The newest US professional football club is worth more than
what the Saudis paid for Newcastle United, more than what Abu Dhabi splashed
out for Manchester City, more than what John Henry and associates handed
over for Liverpool FC — and the buyer is a British power player.
Mohamed Mansour, the Egyptian-born, UK citizen and
US-educated business mogul, is leading a $500mn purchase of an expansion
franchise of Major League Soccer, the US men’s professional football league.
The new team, San Diego FC, will join the MLS in 2025 and will be co-owned with
the Syucan tribe — an indigenous group native to the city — as well as local
Major League Baseball star Manny Machado.
The deal marks a record-setting fee for a US football club,
part of a recent wave of record benchmarks in the industry across both the
men’s and women’s game as North America prepares to host the 2026 World Cup.
Last month, private equity firm Sixth Street agreed to pay $125mn, including
a record $53mn expansion fee, to charter a new club, for a new National Women’s
Soccer League team in the San Francisco Bay Area.
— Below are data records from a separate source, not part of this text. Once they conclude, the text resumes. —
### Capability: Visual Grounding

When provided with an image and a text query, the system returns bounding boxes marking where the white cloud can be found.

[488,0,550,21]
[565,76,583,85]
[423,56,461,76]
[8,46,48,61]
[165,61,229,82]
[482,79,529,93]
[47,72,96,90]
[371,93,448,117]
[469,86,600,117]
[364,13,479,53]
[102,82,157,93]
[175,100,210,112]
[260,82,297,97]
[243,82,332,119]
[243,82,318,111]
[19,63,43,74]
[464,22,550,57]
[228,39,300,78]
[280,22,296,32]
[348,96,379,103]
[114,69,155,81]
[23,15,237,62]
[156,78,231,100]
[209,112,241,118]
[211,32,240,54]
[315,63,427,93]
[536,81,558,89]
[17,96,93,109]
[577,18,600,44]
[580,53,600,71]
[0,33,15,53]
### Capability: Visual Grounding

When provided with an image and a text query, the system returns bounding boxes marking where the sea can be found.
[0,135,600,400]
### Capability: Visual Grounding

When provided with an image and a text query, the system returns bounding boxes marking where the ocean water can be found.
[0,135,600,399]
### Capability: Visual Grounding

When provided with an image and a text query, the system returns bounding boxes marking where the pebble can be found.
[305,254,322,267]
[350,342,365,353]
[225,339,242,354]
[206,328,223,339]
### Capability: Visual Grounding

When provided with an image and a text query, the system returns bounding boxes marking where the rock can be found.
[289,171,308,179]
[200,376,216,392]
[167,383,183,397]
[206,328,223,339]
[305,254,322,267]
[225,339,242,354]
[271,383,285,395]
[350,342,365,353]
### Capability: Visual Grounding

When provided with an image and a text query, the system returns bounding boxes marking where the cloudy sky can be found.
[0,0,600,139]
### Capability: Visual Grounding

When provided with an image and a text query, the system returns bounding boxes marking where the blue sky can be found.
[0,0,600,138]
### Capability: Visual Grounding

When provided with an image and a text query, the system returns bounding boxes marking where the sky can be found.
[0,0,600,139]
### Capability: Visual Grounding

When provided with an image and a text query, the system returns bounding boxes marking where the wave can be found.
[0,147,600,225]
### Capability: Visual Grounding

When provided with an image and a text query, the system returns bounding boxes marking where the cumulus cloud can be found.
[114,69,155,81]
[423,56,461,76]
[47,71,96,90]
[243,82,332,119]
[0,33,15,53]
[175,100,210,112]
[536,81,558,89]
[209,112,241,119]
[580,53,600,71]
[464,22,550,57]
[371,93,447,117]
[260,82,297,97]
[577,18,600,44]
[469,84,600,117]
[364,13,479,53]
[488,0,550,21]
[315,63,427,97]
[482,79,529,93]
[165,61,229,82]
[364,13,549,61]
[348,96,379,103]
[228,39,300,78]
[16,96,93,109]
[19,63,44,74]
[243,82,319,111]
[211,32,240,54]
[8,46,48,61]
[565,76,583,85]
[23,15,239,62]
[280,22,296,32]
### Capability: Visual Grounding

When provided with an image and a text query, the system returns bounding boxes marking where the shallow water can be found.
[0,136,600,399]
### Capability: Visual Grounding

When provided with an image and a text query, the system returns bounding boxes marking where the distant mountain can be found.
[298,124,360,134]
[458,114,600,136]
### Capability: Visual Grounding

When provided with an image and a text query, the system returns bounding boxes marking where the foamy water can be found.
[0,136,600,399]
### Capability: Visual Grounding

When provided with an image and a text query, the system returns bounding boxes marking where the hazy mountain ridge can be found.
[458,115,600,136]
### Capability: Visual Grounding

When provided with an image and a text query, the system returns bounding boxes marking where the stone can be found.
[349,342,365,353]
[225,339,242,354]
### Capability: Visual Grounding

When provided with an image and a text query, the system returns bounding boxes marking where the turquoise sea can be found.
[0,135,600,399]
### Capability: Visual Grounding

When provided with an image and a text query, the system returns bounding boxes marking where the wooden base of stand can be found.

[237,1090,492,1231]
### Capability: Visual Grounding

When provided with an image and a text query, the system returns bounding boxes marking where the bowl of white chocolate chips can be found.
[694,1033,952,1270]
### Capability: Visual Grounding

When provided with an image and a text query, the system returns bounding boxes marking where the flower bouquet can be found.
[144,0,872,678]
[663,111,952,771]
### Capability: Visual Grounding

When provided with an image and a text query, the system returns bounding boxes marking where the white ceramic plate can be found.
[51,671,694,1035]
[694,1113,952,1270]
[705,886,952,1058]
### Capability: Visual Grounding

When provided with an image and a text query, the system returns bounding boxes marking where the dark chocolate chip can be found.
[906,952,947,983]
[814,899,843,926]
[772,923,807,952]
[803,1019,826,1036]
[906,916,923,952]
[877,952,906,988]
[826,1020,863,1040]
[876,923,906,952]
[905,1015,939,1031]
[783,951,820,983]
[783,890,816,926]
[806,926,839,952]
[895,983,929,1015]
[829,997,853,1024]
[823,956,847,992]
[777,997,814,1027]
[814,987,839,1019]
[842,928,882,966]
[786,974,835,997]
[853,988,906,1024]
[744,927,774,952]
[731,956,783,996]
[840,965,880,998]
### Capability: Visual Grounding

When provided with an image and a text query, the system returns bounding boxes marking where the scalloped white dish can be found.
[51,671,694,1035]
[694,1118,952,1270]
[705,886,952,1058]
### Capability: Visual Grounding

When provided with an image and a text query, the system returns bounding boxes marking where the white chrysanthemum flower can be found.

Underpinning the eye-popping sum for San Diego FC is the
fact that MLS, unlike European leagues, features no relegation of clubs,
ensuring no inherent risk of lost revenue for poor performance on the pitch. On
top of that, the league this year began a $2.5bn per year media rights
agreement with Apple, a contract that extends for a decade.
Like other US pro-sports leagues, including the NFL, NBA,
MLB and NHL, owning a team is akin to owning a fraction of the overall league,
rather than just the administration of an individual club. And recent data
makes a bullish case for the placement of a pro-soccer franchise in San Diego.
Last fall, the local NWSL club San Diego Wave set the
current league attendance record of 32,000 for a home fixture against Angel
City FC of Los Angeles. The Wave are already playing in the future home of San
Diego FC, Snapdragon Stadium, a newly constructed multipurpose sports facility
at San Diego State University. At a press conference to launch the new MLS club
this week, league commissioner Don Garber referenced earlier failed attempts to
bring a franchise to the city which were thwarted by the failure to win a
public referendum for a new football stadium in 2018.
Mansour, for his part, is the nephew of a former Egyptian national player and a
self-described devoted Manchester United fan. Having studied at universities in
North Carolina and Alabama, the UK Conservative party donor and early investor
in Facebook, Uber and Airbnb told a crowd in San Diego on Thursday that “the
club belongs to your community, we are merely custodians”.
Mansour’s investment inverts the established trend of billionaire Americans
crossing the pond to buy up European football clubs, from storied powerhouses
like Man United all the way to lower-division darlings like Wrexham. But
despite the lack of relegation and guaranteed media revenues not all MLS
clubs are profitable. Southern California, home to the most profitable clubs in
Los Angeles and nearby football-mad Mexico, may be as strategic an investment
as is possible in the US, but there’s no thing as a sure bet.